The crew called it a wrap in 2020, and the film headed into post-production. Its premiere was delayed by two wildly infectious factors: the COVID-19 pandemic and the global craze over Taylor Swift.
Debuting their baby in pandemic-era virtual screenings didn’t feel right, so they waited out festival and awards cycles until flesh-and-blood audiences returned to theatres. They set a date for 2023, only to have the surprise drop of Swift’s Eras Tour film set them — and many other smaller productions looking to generate buzz — back even further. “It wrought havoc with everyone’s release schedule,” Wagner explained.

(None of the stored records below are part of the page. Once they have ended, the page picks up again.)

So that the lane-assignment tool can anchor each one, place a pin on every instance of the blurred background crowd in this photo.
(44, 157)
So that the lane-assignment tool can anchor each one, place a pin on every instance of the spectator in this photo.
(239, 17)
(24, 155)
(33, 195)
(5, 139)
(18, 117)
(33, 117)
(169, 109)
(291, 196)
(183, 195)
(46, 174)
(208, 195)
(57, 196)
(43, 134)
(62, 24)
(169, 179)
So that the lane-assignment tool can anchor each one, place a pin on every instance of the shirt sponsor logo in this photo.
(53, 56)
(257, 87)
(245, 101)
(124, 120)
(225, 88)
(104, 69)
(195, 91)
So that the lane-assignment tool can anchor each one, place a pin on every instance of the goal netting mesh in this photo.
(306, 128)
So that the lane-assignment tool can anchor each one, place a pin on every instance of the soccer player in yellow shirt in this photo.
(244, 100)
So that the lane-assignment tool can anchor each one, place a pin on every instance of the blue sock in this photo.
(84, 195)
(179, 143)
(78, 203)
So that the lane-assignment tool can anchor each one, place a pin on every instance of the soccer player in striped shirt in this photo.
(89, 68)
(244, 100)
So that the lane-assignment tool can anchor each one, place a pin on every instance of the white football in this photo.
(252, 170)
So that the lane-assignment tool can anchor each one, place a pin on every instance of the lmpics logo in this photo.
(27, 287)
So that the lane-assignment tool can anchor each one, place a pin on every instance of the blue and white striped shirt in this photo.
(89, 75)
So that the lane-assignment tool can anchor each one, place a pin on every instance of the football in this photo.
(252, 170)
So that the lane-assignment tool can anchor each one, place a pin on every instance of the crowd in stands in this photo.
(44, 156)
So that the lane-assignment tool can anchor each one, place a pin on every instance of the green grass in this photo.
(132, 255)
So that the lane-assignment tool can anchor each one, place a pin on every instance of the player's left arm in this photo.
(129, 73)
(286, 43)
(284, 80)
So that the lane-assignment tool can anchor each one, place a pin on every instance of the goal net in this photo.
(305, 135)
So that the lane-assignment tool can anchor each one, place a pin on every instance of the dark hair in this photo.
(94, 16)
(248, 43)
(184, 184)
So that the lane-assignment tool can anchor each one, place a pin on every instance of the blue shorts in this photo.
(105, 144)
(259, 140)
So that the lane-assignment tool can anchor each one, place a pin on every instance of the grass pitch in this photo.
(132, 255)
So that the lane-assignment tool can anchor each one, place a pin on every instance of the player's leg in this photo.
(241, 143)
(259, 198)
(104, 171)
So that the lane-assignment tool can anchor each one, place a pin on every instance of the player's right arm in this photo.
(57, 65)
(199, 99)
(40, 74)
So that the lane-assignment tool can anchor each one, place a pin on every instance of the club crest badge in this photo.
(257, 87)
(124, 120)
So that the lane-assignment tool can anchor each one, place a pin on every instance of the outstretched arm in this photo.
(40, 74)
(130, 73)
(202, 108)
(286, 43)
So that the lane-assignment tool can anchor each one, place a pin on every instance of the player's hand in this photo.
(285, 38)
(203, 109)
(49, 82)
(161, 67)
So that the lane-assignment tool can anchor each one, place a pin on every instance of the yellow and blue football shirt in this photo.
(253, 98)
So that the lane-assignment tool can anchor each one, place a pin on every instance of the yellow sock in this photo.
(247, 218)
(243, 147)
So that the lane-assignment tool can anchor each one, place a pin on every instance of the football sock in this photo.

Last summer, the film finally started trickling down a circuit of big screens from New York and Los Angeles. This weekend’s screening marks the last official premiere of the movie before it hits online streaming services.
The duo hope that their “love letter to Terlingua” is well received by the desert rats who welcomed them as one of their own. “It’s a place that makes you feel a part of something bigger,” Brown said.
Free screenings of the film will be hosted on Friday, January 24, at 7 p.m. and Saturday, January 25, at 4 p.m., both in the Cinnabar Theatre on Fire Station Road in Study Butte (turnoff just north of Big Bend Boating & Hiking.) Brown will attend the screenings for a Q&A. After Friday’s showing, all are invited to a celebration at the Boathouse in the Ghost Town beginning at 9:30 p.m.